The Book One has a form factor that's remarkably similar - both in concept and appearance - to Microsoft's Surface Book. Like the Microsoft device, the Book One has a notebook-style design, with a detachable display that can be used as a tablet, including Pen support.
Pre-orders have now opened for the new PC on the Microsoft Store in the UK, where it's priced at £2,395. It will also be available in the United States, where it will cost $2,495; and in select European markets, priced at €2,795. Microsoft describes it as "the convertible of your dreams", and says that it's "every bit as sleek and refined as the sports cars that share its DNA".
Its key specs include:
- 13.3-inch LED-backlit IPS LCD with Quad HD+ (3200x1800px) resolution
- 2.7GHz Intel Core i7-7500U (7th-generation / Kaby Lake) processor
- 16GB RAM
- 512GB SSD (plus microSD card slot)
- 5MP front-facing webcam
- Infrared camera for Windows Hello biometric authentication
- 802.11 a/b/g/n/ac Wi-Fi (dual-band)
- Bluetooth 4.1
- 2 x USB 3.1 Type-C with Thunderbolt support (1 each on tablet and keyboard dock)
- 2 x USB 3.0 Type-A on keyboard dock
- 2 x microphones
- 3.5mm audio port
- Windows 10 Pro
- Total 70WHr Li-Po battery (25WHr tablet; 45WHr keyboard dock) - "up to 14 hours" of battery life
- Combined dimensions: 311 x 227 x 15.9mm / Tablet dimensions: 311 x 209 x 7.7mm
- Combined weight: 1.58kg / Tablet weight: 758g
The Book One also has a backlit keyboard, and comes with a Pen "specially developed by Wacom", with support for "2,048 pressure points".
However, unlike the Surface Book, the Porsche Design device has a 360-degree hinge, so that the display can be folded all the way back for use in different modes. Microsoft's model requires that the tablet section be disconnected, rotated, and reattached if you want to use it with the hinge closed but with the display still visible.
The Book One doesn't have a discrete GPU option available either - it only comes with Intel HD Graphics 620, unlike the Surface Book, which has an Nvidia GPU available on some models.
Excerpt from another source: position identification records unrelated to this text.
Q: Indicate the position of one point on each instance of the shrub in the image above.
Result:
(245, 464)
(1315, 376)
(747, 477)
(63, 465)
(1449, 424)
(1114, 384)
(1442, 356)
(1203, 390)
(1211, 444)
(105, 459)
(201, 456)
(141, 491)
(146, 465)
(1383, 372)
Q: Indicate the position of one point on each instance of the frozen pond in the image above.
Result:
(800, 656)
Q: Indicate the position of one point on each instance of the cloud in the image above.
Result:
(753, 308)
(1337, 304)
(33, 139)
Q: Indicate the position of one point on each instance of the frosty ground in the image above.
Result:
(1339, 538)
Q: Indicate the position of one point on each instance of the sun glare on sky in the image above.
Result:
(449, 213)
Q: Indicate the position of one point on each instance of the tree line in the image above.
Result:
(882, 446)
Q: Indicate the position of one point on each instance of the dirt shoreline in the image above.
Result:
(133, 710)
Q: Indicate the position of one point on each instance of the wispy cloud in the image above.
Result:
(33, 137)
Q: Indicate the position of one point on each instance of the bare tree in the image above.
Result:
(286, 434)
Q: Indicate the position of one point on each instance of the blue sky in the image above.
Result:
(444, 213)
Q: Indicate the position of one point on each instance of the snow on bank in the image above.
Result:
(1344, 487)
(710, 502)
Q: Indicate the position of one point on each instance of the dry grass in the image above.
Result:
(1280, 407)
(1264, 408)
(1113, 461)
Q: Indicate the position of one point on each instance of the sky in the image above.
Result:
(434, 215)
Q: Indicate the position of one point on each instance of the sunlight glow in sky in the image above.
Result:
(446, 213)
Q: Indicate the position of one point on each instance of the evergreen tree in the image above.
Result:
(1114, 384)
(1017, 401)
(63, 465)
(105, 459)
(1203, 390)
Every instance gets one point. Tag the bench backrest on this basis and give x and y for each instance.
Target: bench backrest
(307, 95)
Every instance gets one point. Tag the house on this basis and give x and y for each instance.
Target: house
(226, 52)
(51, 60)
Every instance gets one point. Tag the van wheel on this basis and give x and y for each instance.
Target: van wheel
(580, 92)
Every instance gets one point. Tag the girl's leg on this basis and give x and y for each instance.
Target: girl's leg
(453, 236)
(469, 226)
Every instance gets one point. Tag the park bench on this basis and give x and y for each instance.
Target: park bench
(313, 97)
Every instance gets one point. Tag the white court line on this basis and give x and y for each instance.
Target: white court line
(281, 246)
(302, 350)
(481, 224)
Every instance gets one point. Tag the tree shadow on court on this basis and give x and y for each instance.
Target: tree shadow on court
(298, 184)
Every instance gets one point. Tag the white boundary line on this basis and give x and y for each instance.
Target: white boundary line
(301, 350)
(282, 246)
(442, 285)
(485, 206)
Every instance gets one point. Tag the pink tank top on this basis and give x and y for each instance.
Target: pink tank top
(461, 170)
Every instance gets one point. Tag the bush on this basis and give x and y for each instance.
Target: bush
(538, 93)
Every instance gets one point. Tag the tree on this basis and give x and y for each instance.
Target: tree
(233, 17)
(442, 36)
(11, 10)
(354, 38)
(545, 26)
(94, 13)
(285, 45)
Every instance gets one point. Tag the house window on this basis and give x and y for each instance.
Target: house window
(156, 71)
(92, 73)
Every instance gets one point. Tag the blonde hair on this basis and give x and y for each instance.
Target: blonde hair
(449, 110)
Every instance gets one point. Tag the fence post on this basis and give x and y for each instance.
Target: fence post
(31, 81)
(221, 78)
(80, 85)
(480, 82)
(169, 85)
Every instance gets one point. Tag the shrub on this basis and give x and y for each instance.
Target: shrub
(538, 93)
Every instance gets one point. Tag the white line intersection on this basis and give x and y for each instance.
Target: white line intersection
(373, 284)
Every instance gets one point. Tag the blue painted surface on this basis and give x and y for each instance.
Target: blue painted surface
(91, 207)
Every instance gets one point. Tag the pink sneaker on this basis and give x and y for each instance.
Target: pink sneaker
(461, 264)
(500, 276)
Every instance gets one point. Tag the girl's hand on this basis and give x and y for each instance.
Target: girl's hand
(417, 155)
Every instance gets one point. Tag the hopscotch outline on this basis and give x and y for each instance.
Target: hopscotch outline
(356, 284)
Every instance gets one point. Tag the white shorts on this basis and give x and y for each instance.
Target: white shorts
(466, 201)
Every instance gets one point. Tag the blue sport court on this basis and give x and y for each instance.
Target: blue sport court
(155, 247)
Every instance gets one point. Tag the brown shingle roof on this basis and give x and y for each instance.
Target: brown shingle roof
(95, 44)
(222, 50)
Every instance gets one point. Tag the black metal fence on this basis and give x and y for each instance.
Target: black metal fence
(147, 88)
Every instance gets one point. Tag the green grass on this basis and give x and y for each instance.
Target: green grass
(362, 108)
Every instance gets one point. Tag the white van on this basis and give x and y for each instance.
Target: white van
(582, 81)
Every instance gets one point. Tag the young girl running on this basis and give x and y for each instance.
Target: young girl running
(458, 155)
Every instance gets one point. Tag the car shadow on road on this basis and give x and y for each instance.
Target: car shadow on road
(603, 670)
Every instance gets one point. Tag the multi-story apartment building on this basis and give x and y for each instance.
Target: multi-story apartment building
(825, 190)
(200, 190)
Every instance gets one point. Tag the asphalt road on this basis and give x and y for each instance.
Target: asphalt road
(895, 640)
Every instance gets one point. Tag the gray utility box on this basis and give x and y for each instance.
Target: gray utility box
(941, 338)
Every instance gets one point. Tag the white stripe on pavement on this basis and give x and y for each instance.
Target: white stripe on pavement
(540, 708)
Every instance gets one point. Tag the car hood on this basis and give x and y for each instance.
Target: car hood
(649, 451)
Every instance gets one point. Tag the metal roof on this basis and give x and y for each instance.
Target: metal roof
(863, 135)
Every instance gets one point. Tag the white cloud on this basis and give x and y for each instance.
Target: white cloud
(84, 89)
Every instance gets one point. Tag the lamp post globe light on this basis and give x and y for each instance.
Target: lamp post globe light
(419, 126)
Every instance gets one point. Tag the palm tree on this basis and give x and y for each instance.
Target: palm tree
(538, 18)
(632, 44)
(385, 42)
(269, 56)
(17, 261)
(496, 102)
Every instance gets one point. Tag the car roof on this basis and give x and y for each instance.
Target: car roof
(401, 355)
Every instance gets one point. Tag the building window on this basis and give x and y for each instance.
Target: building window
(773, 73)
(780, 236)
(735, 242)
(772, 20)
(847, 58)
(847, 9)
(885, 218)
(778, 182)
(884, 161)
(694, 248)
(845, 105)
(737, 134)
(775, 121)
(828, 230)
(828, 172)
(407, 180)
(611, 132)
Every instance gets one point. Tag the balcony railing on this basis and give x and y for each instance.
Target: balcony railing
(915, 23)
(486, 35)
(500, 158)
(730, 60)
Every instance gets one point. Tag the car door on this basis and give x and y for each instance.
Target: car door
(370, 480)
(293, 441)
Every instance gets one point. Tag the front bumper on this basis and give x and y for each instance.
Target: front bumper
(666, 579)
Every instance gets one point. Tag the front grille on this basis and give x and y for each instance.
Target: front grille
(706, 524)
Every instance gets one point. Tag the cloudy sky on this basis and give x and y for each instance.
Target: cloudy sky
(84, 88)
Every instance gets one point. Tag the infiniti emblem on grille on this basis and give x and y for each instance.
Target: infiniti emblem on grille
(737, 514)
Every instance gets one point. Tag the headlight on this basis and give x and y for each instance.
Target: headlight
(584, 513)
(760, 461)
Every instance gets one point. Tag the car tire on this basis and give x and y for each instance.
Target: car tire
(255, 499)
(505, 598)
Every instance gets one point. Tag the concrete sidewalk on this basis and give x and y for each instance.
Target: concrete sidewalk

At £2,395, the Book One is currently more expensive than the closest equivalent Surface Book model, with an Intel Core i7 CPU, 16GB RAM, 512GB SSD and Nvidia dGPU; that model is currently available for £2,249 thanks to one of Microsoft's many, many special offers, although Microsoft officially increased its price to £2,399 last month.
Ordinarily, then, the two devices would be priced almost identically, and that might make the Porsche Design device a tempting choice for some buyers, given its more flexible display hinge, USB Type-C ports, and its newer Intel Core i7 processor, versus the last-generation CPU on the Surface Book. The lack of a dGPU - especially in this price range - might just prove to be a deal-breaker for some, though.
You can pre-order the Book One from the Microsoft Store, with shipments due to begin in the UK on April 27.